Could supply chain transparency give your company a competitive edge?
Supply chains have long been the backbone of an organisation, even though traditionally, very much like a covert operation, only intended to be accessible internally. However times have changed and supply chain functions are now being asked to ‘show their hands’. Companies are now being called on to offer complete visibility into their raw materials, labour practices, energy consumption, waste and carbon emissions measurement to name just a few things!
Having a responsible and ethical supply chain focus, plus transparency around those initiatives, is becoming essential to your company’s public image. A large influencing factor, is that of social media which can directly impact a company’s reputation and public image. More and more social media has the power to affect your bottom line.
Transparency can offer a significant competitive advantage. It might be a consumer’s privilege to buy a product blindly, either ignoring or not caring about its supply chain footprint. But transparently offering an ethical, compliant global sourcing strategy becomes a true competitive differentiator that could get you and your products noticed.

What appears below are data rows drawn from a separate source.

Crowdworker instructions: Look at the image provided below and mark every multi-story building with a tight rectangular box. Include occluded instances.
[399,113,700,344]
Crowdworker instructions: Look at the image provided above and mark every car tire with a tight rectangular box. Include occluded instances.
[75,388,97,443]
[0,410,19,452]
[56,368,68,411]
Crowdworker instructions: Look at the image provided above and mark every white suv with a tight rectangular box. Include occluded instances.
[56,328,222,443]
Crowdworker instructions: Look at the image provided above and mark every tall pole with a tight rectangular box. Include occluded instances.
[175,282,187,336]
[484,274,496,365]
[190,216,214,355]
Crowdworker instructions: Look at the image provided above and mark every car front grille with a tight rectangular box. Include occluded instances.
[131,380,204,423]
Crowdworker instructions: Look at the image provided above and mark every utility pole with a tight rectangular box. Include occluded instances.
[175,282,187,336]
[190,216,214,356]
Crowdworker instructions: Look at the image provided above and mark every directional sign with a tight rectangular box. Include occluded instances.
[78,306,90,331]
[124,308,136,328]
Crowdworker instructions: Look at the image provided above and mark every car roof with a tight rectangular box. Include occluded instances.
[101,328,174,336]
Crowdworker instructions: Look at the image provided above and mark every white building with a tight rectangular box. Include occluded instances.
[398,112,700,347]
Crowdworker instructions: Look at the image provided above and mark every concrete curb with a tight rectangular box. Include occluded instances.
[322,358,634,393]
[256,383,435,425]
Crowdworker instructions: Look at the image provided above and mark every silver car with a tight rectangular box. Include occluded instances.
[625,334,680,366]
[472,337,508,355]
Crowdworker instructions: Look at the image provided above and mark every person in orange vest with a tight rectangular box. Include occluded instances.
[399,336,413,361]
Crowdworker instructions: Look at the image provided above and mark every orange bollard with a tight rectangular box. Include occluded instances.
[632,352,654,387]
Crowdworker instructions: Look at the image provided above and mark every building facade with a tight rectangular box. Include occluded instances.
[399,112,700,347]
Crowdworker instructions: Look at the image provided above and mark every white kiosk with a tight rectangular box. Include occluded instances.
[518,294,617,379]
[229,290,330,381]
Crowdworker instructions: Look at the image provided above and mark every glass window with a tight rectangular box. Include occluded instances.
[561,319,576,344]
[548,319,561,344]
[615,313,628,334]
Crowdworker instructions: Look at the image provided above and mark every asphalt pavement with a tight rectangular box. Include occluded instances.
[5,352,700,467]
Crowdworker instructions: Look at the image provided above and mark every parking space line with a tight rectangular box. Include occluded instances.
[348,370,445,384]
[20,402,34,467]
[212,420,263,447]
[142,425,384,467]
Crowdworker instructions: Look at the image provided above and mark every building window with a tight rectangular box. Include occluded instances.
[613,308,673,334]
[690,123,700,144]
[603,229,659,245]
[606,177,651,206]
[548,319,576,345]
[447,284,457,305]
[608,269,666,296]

It could be how your company gains, and retains customer loyalty, not to mention making your company stand out as a desirable employer. High-quality potential candidates are attracted to companies that demonstrate they understand that business is, and should be, more than just about making large profit margins, but that it’s about its’ people and taking care of them, all the way along their supply chain.
Once you’re on board with the reasons you need to offer a transparent supply chain, the next concern is your strategy for getting to that point. Your ability to be transparent is directly related to just how complex your supply chain is and the way you design, implement and support transparency initiatives is directly related to how your company currently plans designs, makes and ships products. You simply can’t offer transparency if you don’t have the right level of visibility of all these things.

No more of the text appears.